Putting this approach into practice
Next, you’ll want to look at how your teams are organized. That “ServiceNow admin” on your team is better understood as someone who optimizes service delivery. The platform in question just happens to be their current tool. When people understand they’re capability owners rather than tool operators, they naturally develop skills that outlast any particular vendor relationship.
Documentation needs a rethink, too. The most valuable documentation explains why decisions get made, not just the sequence of clicks to implement them. Business logic should live in a format that exists independently of vendor configurations. When you capture the reasoning behind workflows before documenting the current implementation, the next platform migration becomes far less painful. Someone who’s never touched your old system should be able to read your docs and understand not just what needs rebuilding, but why it works that way in the first place.
For example, consider documenting your integration points instead of relying on boilerplate vendor documentation. When you know exactly which systems connect to each other and what data they exchange, you can evaluate whether a new platform supports those same connections. It might sound basic, but having a simple diagram of ‘System A sends user data to System B for provisioning’ will save months of discovery work when MegaVendor Corp inevitably announces their next acquisition.

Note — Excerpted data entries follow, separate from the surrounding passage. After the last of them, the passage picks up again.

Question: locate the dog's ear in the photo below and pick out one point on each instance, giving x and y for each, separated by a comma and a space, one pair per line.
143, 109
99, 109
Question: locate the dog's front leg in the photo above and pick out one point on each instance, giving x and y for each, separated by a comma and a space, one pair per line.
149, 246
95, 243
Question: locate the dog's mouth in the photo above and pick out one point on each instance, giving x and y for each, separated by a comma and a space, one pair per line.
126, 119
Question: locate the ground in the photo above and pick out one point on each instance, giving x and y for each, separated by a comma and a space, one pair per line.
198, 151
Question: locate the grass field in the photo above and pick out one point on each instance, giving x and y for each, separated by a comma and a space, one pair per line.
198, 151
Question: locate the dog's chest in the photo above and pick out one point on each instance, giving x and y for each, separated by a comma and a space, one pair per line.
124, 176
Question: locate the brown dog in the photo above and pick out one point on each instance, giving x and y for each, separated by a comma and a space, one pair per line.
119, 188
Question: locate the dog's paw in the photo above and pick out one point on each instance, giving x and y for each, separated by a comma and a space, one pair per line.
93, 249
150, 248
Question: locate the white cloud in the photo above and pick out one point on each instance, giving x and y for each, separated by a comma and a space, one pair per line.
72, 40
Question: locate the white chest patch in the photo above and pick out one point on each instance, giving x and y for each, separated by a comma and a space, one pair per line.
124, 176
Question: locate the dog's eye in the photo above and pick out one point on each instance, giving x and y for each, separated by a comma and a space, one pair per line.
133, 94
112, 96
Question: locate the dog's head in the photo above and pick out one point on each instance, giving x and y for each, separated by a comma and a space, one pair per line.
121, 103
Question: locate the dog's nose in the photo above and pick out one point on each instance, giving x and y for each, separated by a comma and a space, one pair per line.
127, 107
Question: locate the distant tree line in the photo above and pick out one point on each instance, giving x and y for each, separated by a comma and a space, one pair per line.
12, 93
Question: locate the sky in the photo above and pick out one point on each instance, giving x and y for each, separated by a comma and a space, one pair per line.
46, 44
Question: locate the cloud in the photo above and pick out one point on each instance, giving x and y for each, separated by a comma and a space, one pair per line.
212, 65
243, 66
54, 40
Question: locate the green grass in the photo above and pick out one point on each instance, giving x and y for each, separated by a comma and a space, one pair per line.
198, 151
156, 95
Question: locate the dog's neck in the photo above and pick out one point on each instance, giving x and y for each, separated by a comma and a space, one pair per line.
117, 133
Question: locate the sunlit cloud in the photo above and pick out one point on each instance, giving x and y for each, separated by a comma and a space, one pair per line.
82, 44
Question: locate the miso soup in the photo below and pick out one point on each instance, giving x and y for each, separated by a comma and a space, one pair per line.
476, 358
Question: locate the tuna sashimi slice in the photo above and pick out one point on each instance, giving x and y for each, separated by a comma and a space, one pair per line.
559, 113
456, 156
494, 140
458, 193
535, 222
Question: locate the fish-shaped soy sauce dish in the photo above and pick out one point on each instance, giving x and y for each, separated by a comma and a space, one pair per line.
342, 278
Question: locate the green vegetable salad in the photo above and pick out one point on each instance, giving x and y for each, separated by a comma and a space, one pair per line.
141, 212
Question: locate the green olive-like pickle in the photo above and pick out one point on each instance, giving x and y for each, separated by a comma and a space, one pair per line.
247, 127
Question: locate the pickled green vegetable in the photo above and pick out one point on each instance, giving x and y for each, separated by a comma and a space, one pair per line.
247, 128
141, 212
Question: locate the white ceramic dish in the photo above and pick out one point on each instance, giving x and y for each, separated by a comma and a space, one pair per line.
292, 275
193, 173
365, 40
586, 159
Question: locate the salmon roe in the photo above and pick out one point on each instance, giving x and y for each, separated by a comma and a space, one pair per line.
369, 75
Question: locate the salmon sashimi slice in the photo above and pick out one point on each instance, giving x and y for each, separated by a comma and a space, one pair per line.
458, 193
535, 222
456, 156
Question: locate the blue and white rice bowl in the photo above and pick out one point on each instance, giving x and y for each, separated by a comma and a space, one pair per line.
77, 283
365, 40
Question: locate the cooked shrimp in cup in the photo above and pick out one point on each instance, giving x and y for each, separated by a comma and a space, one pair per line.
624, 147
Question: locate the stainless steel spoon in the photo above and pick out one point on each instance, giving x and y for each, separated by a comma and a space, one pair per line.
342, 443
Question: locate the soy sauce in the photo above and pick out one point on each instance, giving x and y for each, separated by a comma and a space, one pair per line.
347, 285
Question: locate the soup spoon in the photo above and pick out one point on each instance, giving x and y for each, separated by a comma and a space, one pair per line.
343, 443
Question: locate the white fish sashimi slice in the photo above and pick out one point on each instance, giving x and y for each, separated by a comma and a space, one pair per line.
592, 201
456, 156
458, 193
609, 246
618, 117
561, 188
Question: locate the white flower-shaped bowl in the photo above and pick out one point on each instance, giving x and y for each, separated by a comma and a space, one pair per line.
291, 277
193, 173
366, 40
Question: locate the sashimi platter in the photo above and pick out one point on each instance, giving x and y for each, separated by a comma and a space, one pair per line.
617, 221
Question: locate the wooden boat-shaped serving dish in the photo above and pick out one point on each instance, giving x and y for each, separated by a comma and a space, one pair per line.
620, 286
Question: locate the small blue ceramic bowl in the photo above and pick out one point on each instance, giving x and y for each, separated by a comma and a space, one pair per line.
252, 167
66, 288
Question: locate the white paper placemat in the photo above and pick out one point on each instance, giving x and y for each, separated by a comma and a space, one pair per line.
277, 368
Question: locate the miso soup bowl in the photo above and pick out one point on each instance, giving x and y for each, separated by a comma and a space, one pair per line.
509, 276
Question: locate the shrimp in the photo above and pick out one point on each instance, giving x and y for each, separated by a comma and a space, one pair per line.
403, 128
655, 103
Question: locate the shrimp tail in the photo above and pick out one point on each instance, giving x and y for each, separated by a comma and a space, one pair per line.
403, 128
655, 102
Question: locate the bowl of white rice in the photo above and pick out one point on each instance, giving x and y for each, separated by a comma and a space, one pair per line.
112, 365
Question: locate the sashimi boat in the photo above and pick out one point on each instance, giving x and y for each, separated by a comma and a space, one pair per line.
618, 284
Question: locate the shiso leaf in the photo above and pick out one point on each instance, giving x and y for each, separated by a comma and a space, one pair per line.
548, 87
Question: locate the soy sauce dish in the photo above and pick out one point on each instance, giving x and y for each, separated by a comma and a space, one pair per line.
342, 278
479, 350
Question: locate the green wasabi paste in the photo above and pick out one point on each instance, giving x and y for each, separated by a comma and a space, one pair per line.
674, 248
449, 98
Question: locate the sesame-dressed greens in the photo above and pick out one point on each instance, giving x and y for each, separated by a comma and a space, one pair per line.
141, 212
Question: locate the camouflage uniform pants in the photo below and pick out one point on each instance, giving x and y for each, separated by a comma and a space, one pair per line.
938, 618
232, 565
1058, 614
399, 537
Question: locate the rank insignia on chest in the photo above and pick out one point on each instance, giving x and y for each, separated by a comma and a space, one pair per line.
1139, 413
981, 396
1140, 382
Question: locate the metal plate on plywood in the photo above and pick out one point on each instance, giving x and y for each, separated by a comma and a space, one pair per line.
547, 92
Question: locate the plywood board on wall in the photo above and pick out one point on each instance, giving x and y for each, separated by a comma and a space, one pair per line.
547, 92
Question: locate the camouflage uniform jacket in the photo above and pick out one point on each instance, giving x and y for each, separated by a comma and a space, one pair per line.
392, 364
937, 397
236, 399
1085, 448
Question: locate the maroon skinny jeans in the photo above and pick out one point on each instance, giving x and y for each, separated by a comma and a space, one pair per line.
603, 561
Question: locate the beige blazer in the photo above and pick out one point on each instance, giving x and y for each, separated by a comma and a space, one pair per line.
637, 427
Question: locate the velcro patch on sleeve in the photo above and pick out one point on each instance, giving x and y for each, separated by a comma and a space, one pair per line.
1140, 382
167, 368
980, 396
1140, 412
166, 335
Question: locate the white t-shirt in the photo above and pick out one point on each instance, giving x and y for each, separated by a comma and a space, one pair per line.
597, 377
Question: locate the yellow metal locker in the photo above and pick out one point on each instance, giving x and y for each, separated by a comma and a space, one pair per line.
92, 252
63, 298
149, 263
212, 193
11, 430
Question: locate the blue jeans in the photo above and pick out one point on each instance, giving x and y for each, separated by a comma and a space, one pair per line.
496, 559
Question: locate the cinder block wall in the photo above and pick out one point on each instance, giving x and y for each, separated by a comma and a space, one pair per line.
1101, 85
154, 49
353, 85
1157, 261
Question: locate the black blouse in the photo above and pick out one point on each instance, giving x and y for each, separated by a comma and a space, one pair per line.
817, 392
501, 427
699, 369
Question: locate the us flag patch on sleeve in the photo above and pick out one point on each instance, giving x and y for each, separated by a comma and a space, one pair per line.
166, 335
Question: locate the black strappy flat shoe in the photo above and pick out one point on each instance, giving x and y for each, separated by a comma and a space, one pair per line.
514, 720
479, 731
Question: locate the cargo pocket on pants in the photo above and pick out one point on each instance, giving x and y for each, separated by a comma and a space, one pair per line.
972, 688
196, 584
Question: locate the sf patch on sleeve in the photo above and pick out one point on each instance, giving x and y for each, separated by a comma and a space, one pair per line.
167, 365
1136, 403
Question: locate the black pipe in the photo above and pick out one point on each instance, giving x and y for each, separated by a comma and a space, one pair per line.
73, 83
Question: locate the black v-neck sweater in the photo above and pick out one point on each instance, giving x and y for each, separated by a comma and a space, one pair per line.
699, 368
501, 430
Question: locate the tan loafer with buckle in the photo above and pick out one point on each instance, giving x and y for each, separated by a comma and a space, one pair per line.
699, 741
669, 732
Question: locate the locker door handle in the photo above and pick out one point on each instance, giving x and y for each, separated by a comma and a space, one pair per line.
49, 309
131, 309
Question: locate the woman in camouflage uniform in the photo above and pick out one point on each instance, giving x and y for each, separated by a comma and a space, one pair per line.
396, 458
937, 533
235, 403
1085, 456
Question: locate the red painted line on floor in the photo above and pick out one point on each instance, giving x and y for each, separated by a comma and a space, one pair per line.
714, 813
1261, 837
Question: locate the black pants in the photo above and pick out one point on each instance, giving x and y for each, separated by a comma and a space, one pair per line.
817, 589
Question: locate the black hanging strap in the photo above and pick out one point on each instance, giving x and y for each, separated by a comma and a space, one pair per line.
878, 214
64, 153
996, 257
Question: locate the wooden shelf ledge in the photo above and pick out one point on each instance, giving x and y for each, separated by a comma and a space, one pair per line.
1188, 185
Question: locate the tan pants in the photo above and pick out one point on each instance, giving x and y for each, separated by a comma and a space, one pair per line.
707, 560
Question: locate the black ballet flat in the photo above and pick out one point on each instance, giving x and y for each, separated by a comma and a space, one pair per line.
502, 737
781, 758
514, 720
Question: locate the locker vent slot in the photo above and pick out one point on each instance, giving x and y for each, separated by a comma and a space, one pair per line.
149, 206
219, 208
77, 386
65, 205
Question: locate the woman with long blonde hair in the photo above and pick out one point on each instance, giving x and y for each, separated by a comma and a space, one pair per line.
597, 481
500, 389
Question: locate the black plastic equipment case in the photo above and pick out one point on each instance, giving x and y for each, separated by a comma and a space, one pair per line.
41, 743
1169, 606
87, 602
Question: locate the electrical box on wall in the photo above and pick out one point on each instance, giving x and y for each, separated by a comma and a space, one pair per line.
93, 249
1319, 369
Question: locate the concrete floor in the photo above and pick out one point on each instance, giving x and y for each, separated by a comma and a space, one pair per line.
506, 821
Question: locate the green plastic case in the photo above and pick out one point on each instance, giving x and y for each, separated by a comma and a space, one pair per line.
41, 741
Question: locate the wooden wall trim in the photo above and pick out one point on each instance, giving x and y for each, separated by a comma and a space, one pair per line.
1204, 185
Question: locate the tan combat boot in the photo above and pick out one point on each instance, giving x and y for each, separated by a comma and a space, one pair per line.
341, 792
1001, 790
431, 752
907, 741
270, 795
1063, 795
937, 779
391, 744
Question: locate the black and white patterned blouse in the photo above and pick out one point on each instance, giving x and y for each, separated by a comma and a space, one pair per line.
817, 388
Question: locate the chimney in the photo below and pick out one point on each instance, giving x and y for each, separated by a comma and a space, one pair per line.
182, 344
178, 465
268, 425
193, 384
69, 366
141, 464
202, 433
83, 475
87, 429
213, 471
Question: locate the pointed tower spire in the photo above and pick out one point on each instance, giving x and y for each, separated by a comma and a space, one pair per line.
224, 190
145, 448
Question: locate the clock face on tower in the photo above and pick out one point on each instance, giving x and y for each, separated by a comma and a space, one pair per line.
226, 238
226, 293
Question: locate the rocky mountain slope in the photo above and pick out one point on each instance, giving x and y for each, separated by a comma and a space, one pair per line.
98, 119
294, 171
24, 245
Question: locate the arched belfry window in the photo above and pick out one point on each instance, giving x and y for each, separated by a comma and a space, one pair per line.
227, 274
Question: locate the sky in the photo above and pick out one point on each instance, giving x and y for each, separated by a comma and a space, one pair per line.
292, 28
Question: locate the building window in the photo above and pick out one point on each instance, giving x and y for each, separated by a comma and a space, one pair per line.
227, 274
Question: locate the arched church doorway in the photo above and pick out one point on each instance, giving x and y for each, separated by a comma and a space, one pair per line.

If you’re not sure where to start, pick one critical capability (incident management and user provisioning are good candidates) and map it completely from end to end. Document every system it touches, every process that depends on it, and every outcome it enables. Make sure your documentation would still make sense if someone redacted all the vendor names. Once you’ve thoroughly mapped one capability, you’ll have a template for tackling the rest of your portfolio.
Your plan for escaping from vendor chaos
When that next “exciting news about our future” email lands, you’ll be ready for it. While other IT teams are scrambling to figure out their migration timelines and budget impacts, you’ll be calmly assessing whether the new platform supports your documented capabilities. If it doesn’t, you already know exactly what to look for in a replacement.
Your competitive advantage doesn’t come from having the latest platform or the slickest dashboard. It comes from building what lasts while other IT teams waste cycles rebuilding what doesn’t. Focus on your IT capabilities, and let the vendors worry about the underlying technologies.